Chloé, calme-toi. Je t’en prie. La Tour a jeté un sort à ton père. Pour le rendre moins con. Il devait tomber amoureux de la première femme qu’il verrait lors de son entrée ici. Réjouis-toi, ça aurait pu être toi et, là, on serait vraiment dans la merde. Et hop, reparti pour un nouveau tour de tragédie grecque ! Si on arrêtait les dégâts ?

CHLOE

O toi, le grand connecté à la Tour, c’est censé durer combien de temps ce charme ?

AHMED

Je ne sais pas. Le temps qu’il en tombe réellement amoureux…

CHLOE (hurlant)

Stop ! Réveille-toi, Ahmed, tu deviens fou. Tu nages en plein délire. Les murs te parlent maintenant ? De quoi me parles-tu ? De magie ?

AHMED

Non, simplement de Deus ex machina…

CHLOE

Désolée, je n’ai plus mon Iphone pour déchiffrer ton charabia. Et c’est moi, je te préviens, qui vais faire un sort maintenant à cette Nelly de mes fesses !

Chloé se jette sur Nelly, sauvagement. Les deux femmes commencent à se battre comme des chiffonnières.

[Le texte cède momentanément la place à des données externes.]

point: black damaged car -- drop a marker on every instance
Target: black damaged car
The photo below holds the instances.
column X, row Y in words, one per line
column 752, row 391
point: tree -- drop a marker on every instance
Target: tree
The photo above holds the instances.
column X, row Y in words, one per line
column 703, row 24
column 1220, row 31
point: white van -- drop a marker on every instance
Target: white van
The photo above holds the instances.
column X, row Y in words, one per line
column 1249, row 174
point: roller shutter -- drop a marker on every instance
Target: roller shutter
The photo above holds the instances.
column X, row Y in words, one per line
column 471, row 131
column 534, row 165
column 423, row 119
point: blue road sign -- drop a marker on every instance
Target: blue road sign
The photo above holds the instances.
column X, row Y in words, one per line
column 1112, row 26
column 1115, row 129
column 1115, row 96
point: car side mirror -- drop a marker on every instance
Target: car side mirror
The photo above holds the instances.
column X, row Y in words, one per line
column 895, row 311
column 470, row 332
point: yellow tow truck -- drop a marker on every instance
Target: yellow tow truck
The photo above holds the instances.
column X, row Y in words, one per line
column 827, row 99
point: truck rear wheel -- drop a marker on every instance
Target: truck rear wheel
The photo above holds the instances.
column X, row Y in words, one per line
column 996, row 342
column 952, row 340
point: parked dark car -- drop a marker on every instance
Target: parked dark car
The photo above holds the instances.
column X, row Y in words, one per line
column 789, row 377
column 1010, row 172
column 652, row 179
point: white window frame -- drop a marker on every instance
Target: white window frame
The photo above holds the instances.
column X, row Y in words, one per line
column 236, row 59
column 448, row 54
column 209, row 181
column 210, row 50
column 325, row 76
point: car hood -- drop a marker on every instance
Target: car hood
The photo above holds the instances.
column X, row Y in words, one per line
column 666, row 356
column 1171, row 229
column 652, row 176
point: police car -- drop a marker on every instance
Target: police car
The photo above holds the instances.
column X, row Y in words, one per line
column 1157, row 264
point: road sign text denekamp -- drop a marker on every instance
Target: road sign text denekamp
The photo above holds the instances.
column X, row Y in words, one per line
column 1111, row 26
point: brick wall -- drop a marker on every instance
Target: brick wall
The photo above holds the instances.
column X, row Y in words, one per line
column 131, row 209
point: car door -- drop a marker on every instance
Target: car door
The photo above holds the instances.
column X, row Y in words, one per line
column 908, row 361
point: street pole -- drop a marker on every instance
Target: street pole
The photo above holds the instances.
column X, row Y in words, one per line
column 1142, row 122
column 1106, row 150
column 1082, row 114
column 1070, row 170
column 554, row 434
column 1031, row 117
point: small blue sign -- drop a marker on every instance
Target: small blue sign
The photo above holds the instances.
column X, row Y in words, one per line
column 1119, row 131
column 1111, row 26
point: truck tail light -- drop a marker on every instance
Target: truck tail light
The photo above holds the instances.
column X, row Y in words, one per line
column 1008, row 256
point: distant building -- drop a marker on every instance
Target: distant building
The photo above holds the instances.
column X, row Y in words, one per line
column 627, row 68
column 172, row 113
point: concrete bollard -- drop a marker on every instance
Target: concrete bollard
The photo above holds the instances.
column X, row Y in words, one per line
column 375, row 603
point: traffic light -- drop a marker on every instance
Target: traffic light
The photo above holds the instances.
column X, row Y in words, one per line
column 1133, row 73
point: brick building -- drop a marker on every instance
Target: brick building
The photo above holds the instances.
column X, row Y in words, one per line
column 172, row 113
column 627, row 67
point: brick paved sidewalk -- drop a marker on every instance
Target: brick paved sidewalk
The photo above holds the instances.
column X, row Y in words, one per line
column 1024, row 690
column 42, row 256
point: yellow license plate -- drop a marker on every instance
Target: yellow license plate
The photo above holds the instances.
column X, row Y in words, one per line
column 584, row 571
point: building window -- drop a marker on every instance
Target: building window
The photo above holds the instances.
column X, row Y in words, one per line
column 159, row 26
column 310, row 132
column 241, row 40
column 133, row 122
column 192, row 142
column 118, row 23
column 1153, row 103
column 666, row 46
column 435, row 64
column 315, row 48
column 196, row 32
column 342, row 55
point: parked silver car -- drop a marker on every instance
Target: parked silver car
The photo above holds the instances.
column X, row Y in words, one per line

Ahmed et Jean-François tentent de les démêler tant bien que mal.

CHLOE

Sale pute !

NELLY

Attention, j’ai un enfant dans le dos !

CHLOE

Ca ne marche pas avec moi. A d’autres ! Ne joue pas la victime avec moi. Crève la misère !

NELLY (à son tour, furieuse)

Espèce de gosse pourrie gâtée !

Ahmed réussit à prendre Suzie dans le dos de Nelly lancée dans la bataille. Il cherche Balthazar du regard pour le protéger. Jean-François essaie de s’interposer entre les deux femmes qu’il aime. Soudain il prend un coup perdu sur son sexe et hurle de douleur. Les deux femmes s’immobilisent.

CHLOE

Oh, Papa, pardon ! Ca va ?

JEAN-FRANCOIS

Cette fois, je crois que vous m’avez définitivement castré…

Ahmed aperçoit Balthazar qui se dirige vers la fenêtre où Willy se tient debout, dos tourné. Balthazar essaie de monter sur le rebord pour le rejoindre. Ahmed se précipite pour rattraper l’enfant.

AHMED

Balthie, attention !

Tous tournent leur regard vers la fenêtre et voient Willy sauter. Ahmed attrape Balthazar avant qu’il ne tombe à son tour. Tous s’immobilisent, glacés. Silence.

BALTHAZAR

En r’voir pa-pa !

NELLY (comme tombant des nues, bouleversée)

Ce sont ses premiers mots.

La porte d’entrée chute violemment. Entre le service d’ordre.

LE SERVICE D’ORDRE

Que plus personne ne bouge ! Vous êtes tous en état d’arrestation.